In practicality, most negotiated settlement agreements, and indeed most court-ordered custody and visitation arrangements, have traditionally relied on the “default” visitation schedule, whereby the noncustodial parent has custody every other weekend, usually from Friday evening until Sunday evening, and one evening during the week, although even this is sometimes only on the off week. Although devised to encourage stability in that the child is not constantly being shifted from household to household, the fact is that this arrangement fosters the idea of one home, the custodial one, where the child “lives,” and one home, the noncustodial one, where the child “visits”. Under this arrangement, where strictly followed, children and noncustodial parents do not normally see each other much more than every other week. The effect, if not the intent, is to promote isolation from the noncustodial parent, and exacerbate the societal image of the noncustodial parent as an unnecessary, almost intrusive part of the child’s life, with little to no authority.

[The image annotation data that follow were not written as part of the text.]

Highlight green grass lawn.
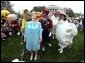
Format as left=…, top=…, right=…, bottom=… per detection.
left=1, top=31, right=84, bottom=62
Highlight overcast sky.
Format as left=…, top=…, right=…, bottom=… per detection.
left=10, top=1, right=84, bottom=14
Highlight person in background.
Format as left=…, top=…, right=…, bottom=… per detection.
left=21, top=16, right=26, bottom=44
left=24, top=13, right=42, bottom=61
left=39, top=10, right=53, bottom=51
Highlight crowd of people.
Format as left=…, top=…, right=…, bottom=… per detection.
left=1, top=9, right=84, bottom=60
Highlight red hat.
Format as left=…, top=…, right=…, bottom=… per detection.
left=42, top=10, right=49, bottom=15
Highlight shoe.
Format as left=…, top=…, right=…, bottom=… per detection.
left=58, top=49, right=61, bottom=51
left=59, top=50, right=63, bottom=53
left=42, top=47, right=45, bottom=51
left=34, top=56, right=37, bottom=61
left=48, top=43, right=52, bottom=47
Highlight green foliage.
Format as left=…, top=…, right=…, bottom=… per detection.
left=1, top=31, right=84, bottom=62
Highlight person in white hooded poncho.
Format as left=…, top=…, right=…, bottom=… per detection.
left=56, top=13, right=78, bottom=53
left=51, top=10, right=59, bottom=39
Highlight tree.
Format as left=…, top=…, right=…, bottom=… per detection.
left=30, top=6, right=45, bottom=12
left=1, top=1, right=15, bottom=13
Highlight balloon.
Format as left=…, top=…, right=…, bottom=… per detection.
left=1, top=10, right=10, bottom=17
left=7, top=14, right=17, bottom=21
left=56, top=21, right=78, bottom=44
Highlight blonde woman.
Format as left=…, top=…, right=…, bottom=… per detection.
left=25, top=13, right=42, bottom=60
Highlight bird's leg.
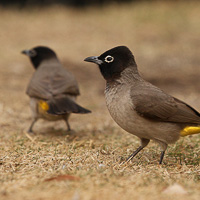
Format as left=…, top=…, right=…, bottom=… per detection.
left=126, top=138, right=150, bottom=162
left=28, top=118, right=37, bottom=134
left=157, top=140, right=168, bottom=165
left=159, top=151, right=165, bottom=165
left=65, top=120, right=71, bottom=131
left=64, top=114, right=71, bottom=132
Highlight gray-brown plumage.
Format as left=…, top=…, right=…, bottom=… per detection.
left=22, top=46, right=90, bottom=132
left=85, top=46, right=200, bottom=164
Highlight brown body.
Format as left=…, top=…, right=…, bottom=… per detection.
left=85, top=46, right=200, bottom=164
left=23, top=47, right=90, bottom=132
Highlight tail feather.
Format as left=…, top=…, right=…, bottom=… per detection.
left=47, top=97, right=91, bottom=115
left=180, top=126, right=200, bottom=137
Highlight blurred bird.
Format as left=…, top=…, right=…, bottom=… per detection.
left=85, top=46, right=200, bottom=164
left=22, top=46, right=90, bottom=133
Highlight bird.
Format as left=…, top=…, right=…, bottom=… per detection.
left=84, top=46, right=200, bottom=164
left=21, top=46, right=91, bottom=133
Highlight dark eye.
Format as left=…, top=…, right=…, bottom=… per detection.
left=29, top=49, right=37, bottom=57
left=105, top=55, right=114, bottom=63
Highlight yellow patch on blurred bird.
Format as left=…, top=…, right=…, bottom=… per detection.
left=39, top=100, right=49, bottom=111
left=180, top=126, right=200, bottom=137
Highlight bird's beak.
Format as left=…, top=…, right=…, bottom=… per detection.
left=84, top=56, right=103, bottom=65
left=21, top=50, right=30, bottom=56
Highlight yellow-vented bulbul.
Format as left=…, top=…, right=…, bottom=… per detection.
left=85, top=46, right=200, bottom=164
left=22, top=46, right=90, bottom=133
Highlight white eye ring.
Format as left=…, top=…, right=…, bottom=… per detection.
left=105, top=55, right=114, bottom=63
left=29, top=49, right=37, bottom=57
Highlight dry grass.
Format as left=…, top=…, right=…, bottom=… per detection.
left=0, top=2, right=200, bottom=200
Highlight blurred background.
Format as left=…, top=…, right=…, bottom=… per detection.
left=0, top=0, right=200, bottom=131
left=0, top=0, right=200, bottom=200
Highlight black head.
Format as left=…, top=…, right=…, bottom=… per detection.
left=22, top=46, right=57, bottom=69
left=84, top=46, right=136, bottom=80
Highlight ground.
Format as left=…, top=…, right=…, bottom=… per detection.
left=0, top=1, right=200, bottom=200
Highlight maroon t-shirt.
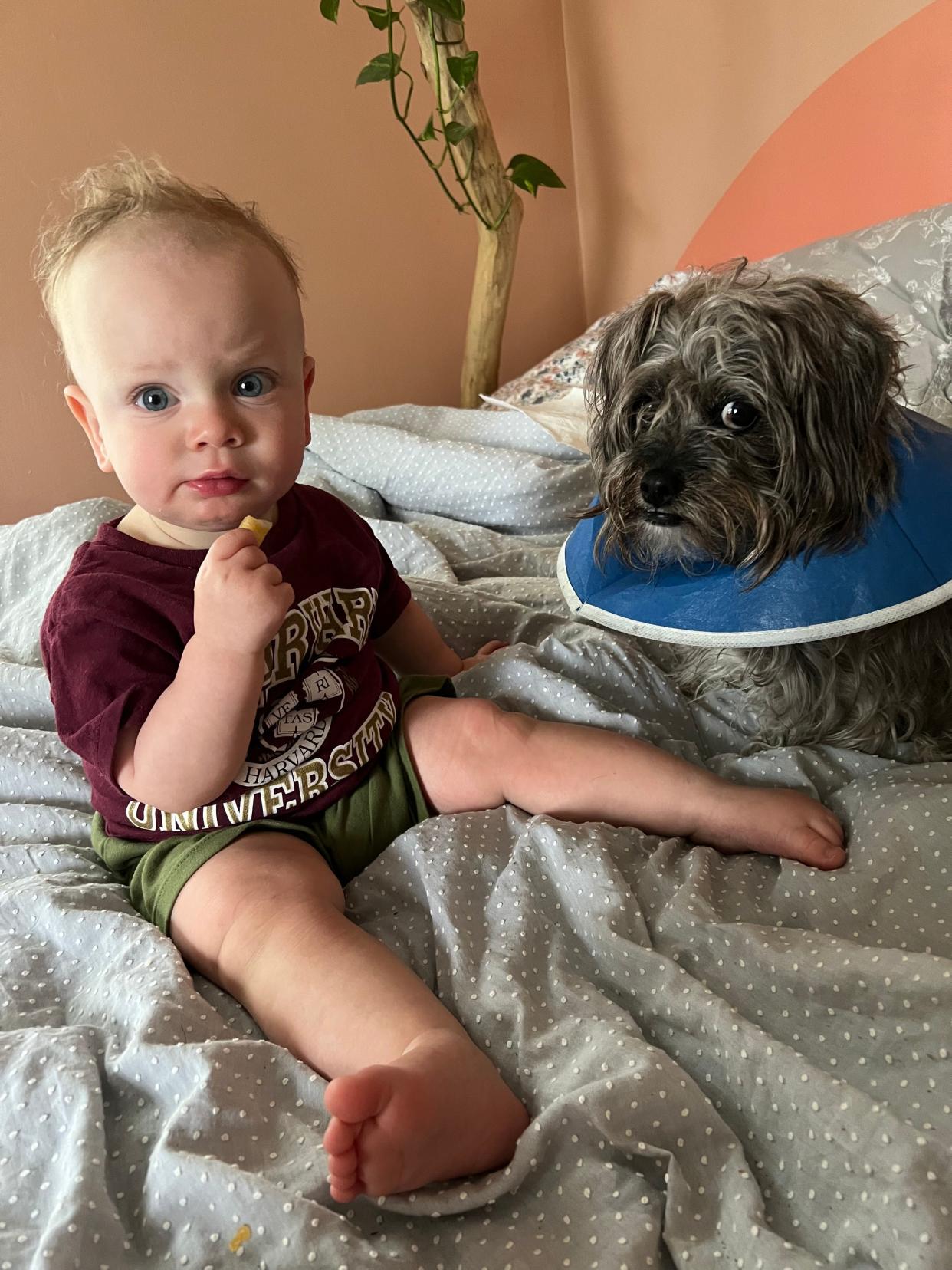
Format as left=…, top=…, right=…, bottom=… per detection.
left=41, top=485, right=410, bottom=842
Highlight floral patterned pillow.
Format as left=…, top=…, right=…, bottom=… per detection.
left=489, top=203, right=952, bottom=423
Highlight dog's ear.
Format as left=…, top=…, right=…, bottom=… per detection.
left=773, top=277, right=909, bottom=546
left=776, top=275, right=904, bottom=432
left=584, top=287, right=674, bottom=420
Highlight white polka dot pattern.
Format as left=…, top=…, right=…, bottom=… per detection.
left=0, top=406, right=952, bottom=1270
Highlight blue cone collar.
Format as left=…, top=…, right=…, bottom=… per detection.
left=559, top=410, right=952, bottom=648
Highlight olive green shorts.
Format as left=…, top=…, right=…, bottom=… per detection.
left=93, top=674, right=456, bottom=935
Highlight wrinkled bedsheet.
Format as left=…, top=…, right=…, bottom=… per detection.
left=0, top=406, right=952, bottom=1270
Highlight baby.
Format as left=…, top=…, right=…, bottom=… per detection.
left=37, top=160, right=845, bottom=1202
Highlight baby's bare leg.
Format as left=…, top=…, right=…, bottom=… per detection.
left=170, top=832, right=528, bottom=1202
left=404, top=697, right=847, bottom=869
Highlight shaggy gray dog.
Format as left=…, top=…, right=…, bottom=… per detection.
left=585, top=260, right=952, bottom=758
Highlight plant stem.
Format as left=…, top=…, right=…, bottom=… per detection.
left=387, top=0, right=474, bottom=212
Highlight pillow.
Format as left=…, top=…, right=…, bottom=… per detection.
left=494, top=203, right=952, bottom=423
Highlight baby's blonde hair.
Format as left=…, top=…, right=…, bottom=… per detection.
left=33, top=153, right=304, bottom=341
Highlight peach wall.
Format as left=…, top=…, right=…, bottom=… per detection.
left=0, top=0, right=583, bottom=522
left=563, top=0, right=952, bottom=320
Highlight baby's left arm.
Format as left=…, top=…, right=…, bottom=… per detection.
left=373, top=600, right=505, bottom=676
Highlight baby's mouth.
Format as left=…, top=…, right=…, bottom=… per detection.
left=186, top=476, right=248, bottom=498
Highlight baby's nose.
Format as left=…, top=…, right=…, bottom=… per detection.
left=190, top=409, right=242, bottom=446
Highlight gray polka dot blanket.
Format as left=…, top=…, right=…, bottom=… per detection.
left=0, top=406, right=952, bottom=1270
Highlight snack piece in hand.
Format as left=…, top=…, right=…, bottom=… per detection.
left=238, top=515, right=271, bottom=546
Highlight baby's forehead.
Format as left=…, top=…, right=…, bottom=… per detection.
left=67, top=219, right=271, bottom=285
left=57, top=221, right=304, bottom=356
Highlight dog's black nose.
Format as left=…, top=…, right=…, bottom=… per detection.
left=641, top=467, right=684, bottom=507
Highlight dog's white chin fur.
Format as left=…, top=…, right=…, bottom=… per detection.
left=637, top=521, right=711, bottom=568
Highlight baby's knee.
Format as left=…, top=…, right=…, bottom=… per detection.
left=170, top=832, right=344, bottom=991
left=456, top=697, right=534, bottom=766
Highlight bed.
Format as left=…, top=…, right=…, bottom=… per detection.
left=0, top=206, right=952, bottom=1270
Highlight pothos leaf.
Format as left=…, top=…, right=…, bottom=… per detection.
left=443, top=122, right=476, bottom=146
left=362, top=4, right=397, bottom=31
left=420, top=0, right=466, bottom=21
left=356, top=54, right=400, bottom=87
left=507, top=155, right=565, bottom=198
left=447, top=50, right=480, bottom=87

While the former arrangement (every other weekend, one evening per week) may promote physical stability in the form of less movement of the child, in effect it promotes less stability in the relationship between the child and the noncustodial parent. This is especially so where either or both parents are reluctant to alter the schedule, once set, to allow for additional visitation. Not surprisingly, father’s groups have become more vocal in advocating that both parents are equal in relation to their child and that any custody arrangement should center around the continued involvement of both parents in the children’s lives …The continuation and strengthening of this support should be the focus in fastening custody arrangements. A continuing and even improved relationship with the children is what we should be aiming for, since the breakdown of these relationships is the source of most of the negative effects of divorce on the children involved.